Quem fazia o policiamento era a torre da Inglêsa.
O relógio grande batia os quartos, um, dois, três, quatro, e o recomeçava indefinidamente, sem compreender como aquela gente podia ainda ouvir Puccini.
E em tôrno dêle a garoa paulista, irônica, silenciosa, encharcava todos os segundos...
Mas as garoas condensaram-se em ácidos sarcásticos
E queimou a epiderme azul dos aços virginais!...
Mário de Andrade !

Como será São Paulo ?

Não havia mais bandeirantes.
Nem a lembrança de Álvares de Azevedo.
O antigo Largo de S. Bento com as árvores nuas e magrinhas
Pedia tanto um pouco de neve que lhe desse um arzinho de Paris...
Os filhos de Bernardino de Campos faziam parte do "cordão".
Nem Teatro Municipal nem Esplanada-Hotel.
Só havia um viaduto.
Anhangabaú dos suicídios passionais !...
Ponte Grande !
Cambucí !
E o cemitério da Consolação...

Mário, um cigarro !
O punho forte do subconsciente campeia e conjuga os relâmpagos mais díspares.
Os ritmos mais dissolutos.
Raivas.
Testamentos de Heiligenstadt
Amores.
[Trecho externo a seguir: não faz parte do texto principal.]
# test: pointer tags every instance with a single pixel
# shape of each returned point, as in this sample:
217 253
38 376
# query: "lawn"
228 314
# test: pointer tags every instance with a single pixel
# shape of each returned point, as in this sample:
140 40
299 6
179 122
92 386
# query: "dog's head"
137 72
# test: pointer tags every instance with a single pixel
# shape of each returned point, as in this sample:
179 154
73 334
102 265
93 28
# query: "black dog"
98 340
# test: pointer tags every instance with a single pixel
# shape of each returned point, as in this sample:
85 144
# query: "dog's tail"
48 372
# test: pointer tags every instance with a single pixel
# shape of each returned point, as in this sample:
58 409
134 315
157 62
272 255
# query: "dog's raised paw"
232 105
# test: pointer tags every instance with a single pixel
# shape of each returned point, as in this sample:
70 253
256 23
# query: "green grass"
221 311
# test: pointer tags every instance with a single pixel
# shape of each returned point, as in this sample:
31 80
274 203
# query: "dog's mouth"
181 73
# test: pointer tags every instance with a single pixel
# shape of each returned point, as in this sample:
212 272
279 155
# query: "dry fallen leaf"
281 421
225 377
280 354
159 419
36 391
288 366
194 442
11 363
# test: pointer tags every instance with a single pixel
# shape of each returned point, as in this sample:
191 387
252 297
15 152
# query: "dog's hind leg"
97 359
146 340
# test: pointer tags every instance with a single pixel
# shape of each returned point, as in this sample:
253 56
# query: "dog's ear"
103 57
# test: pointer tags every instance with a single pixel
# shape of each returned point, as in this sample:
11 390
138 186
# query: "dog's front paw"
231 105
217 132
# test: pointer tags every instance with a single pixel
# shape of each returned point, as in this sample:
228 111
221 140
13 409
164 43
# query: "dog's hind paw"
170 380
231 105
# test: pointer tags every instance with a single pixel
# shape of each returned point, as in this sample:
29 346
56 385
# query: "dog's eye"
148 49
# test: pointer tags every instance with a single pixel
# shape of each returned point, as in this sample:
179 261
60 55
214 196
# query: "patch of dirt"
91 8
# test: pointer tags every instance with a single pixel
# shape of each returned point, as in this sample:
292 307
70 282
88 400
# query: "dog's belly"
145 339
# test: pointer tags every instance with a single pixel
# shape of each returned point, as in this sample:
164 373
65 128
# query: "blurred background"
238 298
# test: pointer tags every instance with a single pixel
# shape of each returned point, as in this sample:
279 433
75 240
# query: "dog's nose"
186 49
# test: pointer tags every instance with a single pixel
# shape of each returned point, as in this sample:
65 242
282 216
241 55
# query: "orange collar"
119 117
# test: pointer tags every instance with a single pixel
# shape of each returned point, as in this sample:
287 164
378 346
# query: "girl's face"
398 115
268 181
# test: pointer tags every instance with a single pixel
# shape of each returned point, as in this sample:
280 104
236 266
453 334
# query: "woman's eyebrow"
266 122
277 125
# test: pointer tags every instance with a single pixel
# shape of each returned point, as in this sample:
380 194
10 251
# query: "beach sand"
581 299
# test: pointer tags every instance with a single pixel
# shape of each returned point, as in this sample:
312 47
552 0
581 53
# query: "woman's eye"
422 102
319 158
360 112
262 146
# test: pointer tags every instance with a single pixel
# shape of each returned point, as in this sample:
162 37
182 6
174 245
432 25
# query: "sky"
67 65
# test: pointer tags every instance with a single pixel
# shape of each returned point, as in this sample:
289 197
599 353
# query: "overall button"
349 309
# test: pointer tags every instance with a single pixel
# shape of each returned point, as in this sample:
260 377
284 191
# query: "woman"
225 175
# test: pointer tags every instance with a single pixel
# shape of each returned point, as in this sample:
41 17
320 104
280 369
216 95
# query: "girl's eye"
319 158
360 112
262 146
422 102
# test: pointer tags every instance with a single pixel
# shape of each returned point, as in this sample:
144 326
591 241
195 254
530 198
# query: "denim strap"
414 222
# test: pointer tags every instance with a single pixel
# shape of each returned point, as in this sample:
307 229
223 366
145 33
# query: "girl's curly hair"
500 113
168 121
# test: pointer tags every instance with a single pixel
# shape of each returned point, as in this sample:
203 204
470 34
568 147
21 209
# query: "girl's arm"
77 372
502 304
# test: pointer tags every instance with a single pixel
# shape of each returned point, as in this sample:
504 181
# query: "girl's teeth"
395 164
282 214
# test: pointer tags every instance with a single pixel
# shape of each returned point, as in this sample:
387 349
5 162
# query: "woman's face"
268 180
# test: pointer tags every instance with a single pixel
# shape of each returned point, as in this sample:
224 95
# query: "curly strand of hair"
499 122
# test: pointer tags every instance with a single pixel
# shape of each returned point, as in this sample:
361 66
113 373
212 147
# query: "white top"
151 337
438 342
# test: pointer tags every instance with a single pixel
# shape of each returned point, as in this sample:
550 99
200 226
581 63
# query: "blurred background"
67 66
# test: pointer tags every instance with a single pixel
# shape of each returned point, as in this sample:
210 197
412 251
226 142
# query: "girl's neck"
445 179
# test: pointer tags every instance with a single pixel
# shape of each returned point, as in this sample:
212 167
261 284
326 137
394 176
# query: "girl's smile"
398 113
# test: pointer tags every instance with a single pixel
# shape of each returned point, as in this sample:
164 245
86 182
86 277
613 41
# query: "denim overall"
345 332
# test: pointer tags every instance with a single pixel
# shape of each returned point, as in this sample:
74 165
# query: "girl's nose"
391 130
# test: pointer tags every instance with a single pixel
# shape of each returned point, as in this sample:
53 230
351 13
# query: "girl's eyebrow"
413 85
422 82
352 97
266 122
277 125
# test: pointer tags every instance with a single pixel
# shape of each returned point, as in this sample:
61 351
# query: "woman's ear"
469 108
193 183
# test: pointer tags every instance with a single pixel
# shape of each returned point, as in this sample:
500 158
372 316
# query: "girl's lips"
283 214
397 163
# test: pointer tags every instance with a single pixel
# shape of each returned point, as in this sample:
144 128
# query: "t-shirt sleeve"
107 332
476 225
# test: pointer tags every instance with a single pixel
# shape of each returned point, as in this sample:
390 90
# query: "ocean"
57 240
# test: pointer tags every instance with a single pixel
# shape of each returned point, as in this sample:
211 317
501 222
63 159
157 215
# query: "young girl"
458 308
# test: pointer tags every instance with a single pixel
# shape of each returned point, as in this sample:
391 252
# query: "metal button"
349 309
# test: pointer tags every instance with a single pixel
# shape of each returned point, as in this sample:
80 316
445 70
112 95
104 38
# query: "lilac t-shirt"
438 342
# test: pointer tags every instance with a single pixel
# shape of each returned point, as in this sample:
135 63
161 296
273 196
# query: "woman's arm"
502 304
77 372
Fantasmagorias. Carnavais. Porrada.
Coisas absolutamente incompreensíveis.
Como as obras de Deus.
Dinheiro. Bonde, Café. Cigarro.
Inteligência. Afeto.
Raivas. Raivas.
MAIS RAIVAS.
Bondade.
A girândola do último dia de novena!
Tudo. Para todos os lados.
Católico.

Mário, um cigarro!
Positivamente esta quarta-feira está cotidiana demais.
O leite da manhã tinha mais água.
O sol está banal como uma taça de campeonato.
Eu não sei latim.
Não sei cálculo diferencial e integral.
Não sei tocar piano (por causa de uma sonatina de Steibelt!...)
Não compreendo absolutamente nem Fichte, nem Schmelling, nem Hegel.

Victor Hugo é pau.
Byron é pau.

Mário, um cigarro !
CAPORAL LAVADO !

Numa pia de igreja em Bizâncio estava gravada a frase:

NI(PS) ONANOMHMATAMHMONO.... (PS)IN
Lida da direita para a esquerda recompõe o mesmo sentido:

LAVA OS PECADOS NÃO LAVES SÓ A CARA
Mário, êles não lavam nem os pecados nem a cara !
Os homens são horríveis.
Por isso - HÁ QUE OS AMAR.
Com os docementes dos nanquins mais melancólicos.
(As categorias gramaticais são artifícios didáticos)

Ale guap, guap, guap !
Ale guap, guap, guap !
Hurra !
Hurra !
Os brasileiros bateram os paraguaios por 2 a 0.
Pennafort é um assombro !
(Impossível fazer poesia no Brasil sem falar em foot-ball).

Brasil...
Como será o Brasil ?...
E como será São Paulo ?...

- MÁRIO DE ANDRADE

(Fonte de Pesquisa: Revista do Arquivo Municipal CVI - Prefeitura Municipal de São Paulo - Departamento Municipal de Cultura - 1946 - Terceiro Texto da Edição Janeiro e Fevereiro - Homenagem a Mário de Andrade - Diretor Franciso Pati)

4 comentários:

  1. Este comentário foi removido pelo autor.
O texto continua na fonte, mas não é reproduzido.